Object Storage: A durable and available object storage system, MinIO is configured for optimal performance, considering factors like CPU, RAM, disk speed, and network specifications.
Compute Cluster with Kubernetes: Kubernetes orchestrates IOMETE services, including Lakehouse and Spark job clusters. These clusters are elastically scalable, automatically adjusting based on load to maximize resource utilization.
Lakehouse Platform: Powered by Apache Spark and Apache Iceberg, it offers a robust SQL interface for data exploration and analytics. Features include ACID-compliant operations, data versioning, and time travel etc.
Query Federation Engine: Allows querying data from multiple sources, including relational and NoSQL databases, and flat files, without complex ETL pipelines.
Spark Job Service: Facilitates running and monitoring Spark Jobs, including Spark Streaming for real-time data processing.
Notebook Service: Provides an environment for running ad-hoc queries with results streamed back from the IOMETE cluster.
Data Catalog: A centralized repository for dataset metadata, enhancing collaboration and resource sharing.

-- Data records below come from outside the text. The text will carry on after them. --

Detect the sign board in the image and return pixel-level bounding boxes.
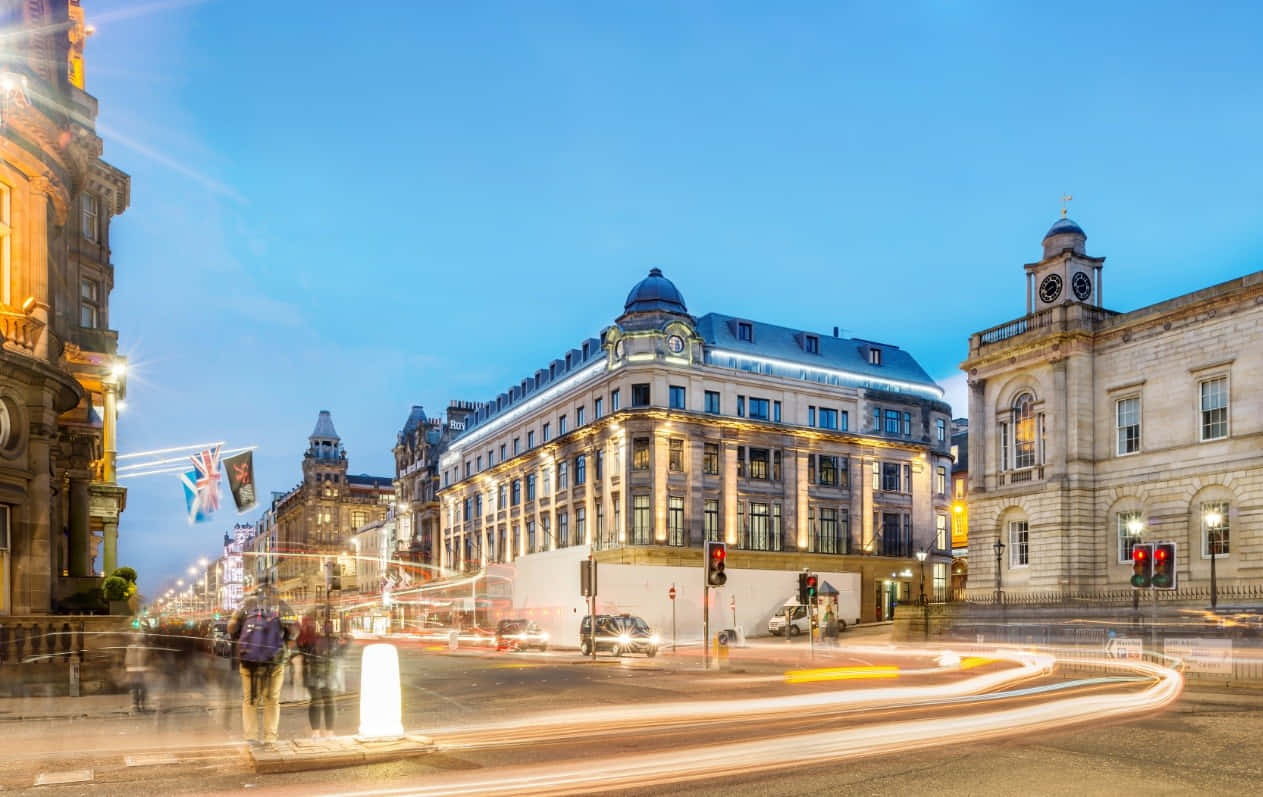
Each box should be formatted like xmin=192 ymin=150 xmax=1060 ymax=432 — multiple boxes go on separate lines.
xmin=1162 ymin=637 xmax=1233 ymax=676
xmin=1105 ymin=637 xmax=1144 ymax=661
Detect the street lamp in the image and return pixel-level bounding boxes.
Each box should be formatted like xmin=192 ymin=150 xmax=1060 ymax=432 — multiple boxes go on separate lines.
xmin=991 ymin=537 xmax=1004 ymax=604
xmin=1202 ymin=509 xmax=1224 ymax=611
xmin=917 ymin=551 xmax=930 ymax=606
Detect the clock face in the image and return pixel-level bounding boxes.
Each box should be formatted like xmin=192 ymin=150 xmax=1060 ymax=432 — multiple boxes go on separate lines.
xmin=1070 ymin=272 xmax=1092 ymax=302
xmin=1039 ymin=274 xmax=1061 ymax=304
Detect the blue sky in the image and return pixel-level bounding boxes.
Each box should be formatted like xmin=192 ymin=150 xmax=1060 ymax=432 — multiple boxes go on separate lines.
xmin=85 ymin=0 xmax=1263 ymax=590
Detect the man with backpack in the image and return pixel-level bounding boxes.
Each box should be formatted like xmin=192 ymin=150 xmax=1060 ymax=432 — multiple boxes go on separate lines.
xmin=229 ymin=581 xmax=296 ymax=745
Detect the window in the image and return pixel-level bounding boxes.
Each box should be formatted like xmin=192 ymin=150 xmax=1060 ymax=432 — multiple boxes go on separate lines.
xmin=817 ymin=455 xmax=837 ymax=488
xmin=668 ymin=385 xmax=685 ymax=409
xmin=750 ymin=448 xmax=768 ymax=480
xmin=1009 ymin=520 xmax=1031 ymax=567
xmin=80 ymin=193 xmax=101 ymax=243
xmin=750 ymin=397 xmax=768 ymax=421
xmin=1114 ymin=512 xmax=1140 ymax=562
xmin=702 ymin=498 xmax=724 ymax=542
xmin=702 ymin=443 xmax=719 ymax=476
xmin=667 ymin=495 xmax=688 ymax=546
xmin=632 ymin=383 xmax=649 ymax=407
xmin=632 ymin=495 xmax=653 ymax=546
xmin=882 ymin=462 xmax=899 ymax=493
xmin=1013 ymin=393 xmax=1034 ymax=470
xmin=80 ymin=278 xmax=101 ymax=330
xmin=1201 ymin=376 xmax=1228 ymax=440
xmin=1201 ymin=501 xmax=1231 ymax=558
xmin=632 ymin=437 xmax=649 ymax=470
xmin=1114 ymin=397 xmax=1140 ymax=456
xmin=885 ymin=409 xmax=899 ymax=434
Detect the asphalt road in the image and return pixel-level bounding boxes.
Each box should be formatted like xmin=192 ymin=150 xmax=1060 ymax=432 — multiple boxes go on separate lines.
xmin=0 ymin=643 xmax=1263 ymax=796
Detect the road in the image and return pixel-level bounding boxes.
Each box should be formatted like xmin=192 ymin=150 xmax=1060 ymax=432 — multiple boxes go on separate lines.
xmin=0 ymin=638 xmax=1263 ymax=794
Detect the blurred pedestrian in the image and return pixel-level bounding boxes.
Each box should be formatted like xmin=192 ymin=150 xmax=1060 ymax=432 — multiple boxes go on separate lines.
xmin=229 ymin=581 xmax=296 ymax=746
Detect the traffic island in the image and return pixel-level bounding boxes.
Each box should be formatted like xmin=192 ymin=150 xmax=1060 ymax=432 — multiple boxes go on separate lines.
xmin=250 ymin=735 xmax=437 ymax=774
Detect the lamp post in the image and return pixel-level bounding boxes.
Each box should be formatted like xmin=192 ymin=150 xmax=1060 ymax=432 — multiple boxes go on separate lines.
xmin=991 ymin=537 xmax=1004 ymax=604
xmin=1202 ymin=509 xmax=1224 ymax=611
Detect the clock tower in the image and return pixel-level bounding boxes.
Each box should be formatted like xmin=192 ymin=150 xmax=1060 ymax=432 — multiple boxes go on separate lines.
xmin=1026 ymin=219 xmax=1105 ymax=313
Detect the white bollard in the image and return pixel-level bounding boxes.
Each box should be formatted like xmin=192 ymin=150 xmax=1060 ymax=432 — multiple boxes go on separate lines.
xmin=356 ymin=643 xmax=403 ymax=741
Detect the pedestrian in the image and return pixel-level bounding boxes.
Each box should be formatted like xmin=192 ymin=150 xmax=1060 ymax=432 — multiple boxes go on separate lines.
xmin=298 ymin=609 xmax=342 ymax=739
xmin=123 ymin=632 xmax=150 ymax=714
xmin=229 ymin=581 xmax=296 ymax=748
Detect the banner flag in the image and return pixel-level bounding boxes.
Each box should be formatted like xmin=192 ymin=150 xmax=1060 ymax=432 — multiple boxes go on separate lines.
xmin=224 ymin=451 xmax=256 ymax=514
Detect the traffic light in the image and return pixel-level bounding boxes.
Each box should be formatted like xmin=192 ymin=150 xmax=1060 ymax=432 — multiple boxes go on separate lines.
xmin=706 ymin=542 xmax=727 ymax=586
xmin=1132 ymin=542 xmax=1153 ymax=589
xmin=1153 ymin=542 xmax=1176 ymax=590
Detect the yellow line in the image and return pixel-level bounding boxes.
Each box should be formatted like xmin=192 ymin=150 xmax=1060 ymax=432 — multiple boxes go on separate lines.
xmin=786 ymin=666 xmax=899 ymax=683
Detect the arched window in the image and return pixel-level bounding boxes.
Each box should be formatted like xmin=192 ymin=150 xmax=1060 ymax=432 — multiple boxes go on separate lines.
xmin=1013 ymin=393 xmax=1036 ymax=470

Central Data Access Control: Manages access control policies across all datasets, including selective masking for sensitive fields. Built on Apache Ranger
Built-in SQL Editor: Features syntax highlighting and auto-completion for writing SQL queries.
Integration with External Tools: Supports integration with tools like Apache Airflow and BI tools, enhancing extensibility and existing infrastructure compatibility.
BI Tool Integration: Works seamlessly with major BI tools like Tableau, PowerBI, and Looker for deep BI experiences.
DBT Plugin: Facilitates SQL-based data pipelines, enhancing data integration workflows.
Data Ingestion & ETL: Integrates with data ingestion tools like Airbyte and Singer for efficient data import.
Orchestration: Integrates with Apache Airflow for advanced orchestration capabilities.
Data Catalog & Lineage: Offers robust data cataloging and integrates with platforms like Amundsen, Atlas, Talend, and Informatica for metadata and lineage collection.
Exceptional Performance: Enhanced with optimizations and modern technologies for high performance, as evidenced by benchmark results showing significant advantages over competitors
Security Features: Includes robust authentication, authorization, encryption, and advanced monitoring/logging for data protection.
Cloud-Native Architecture: Offers cloud-like elasticity, scalability, and ease of deployment, both in the cloud and on-premise.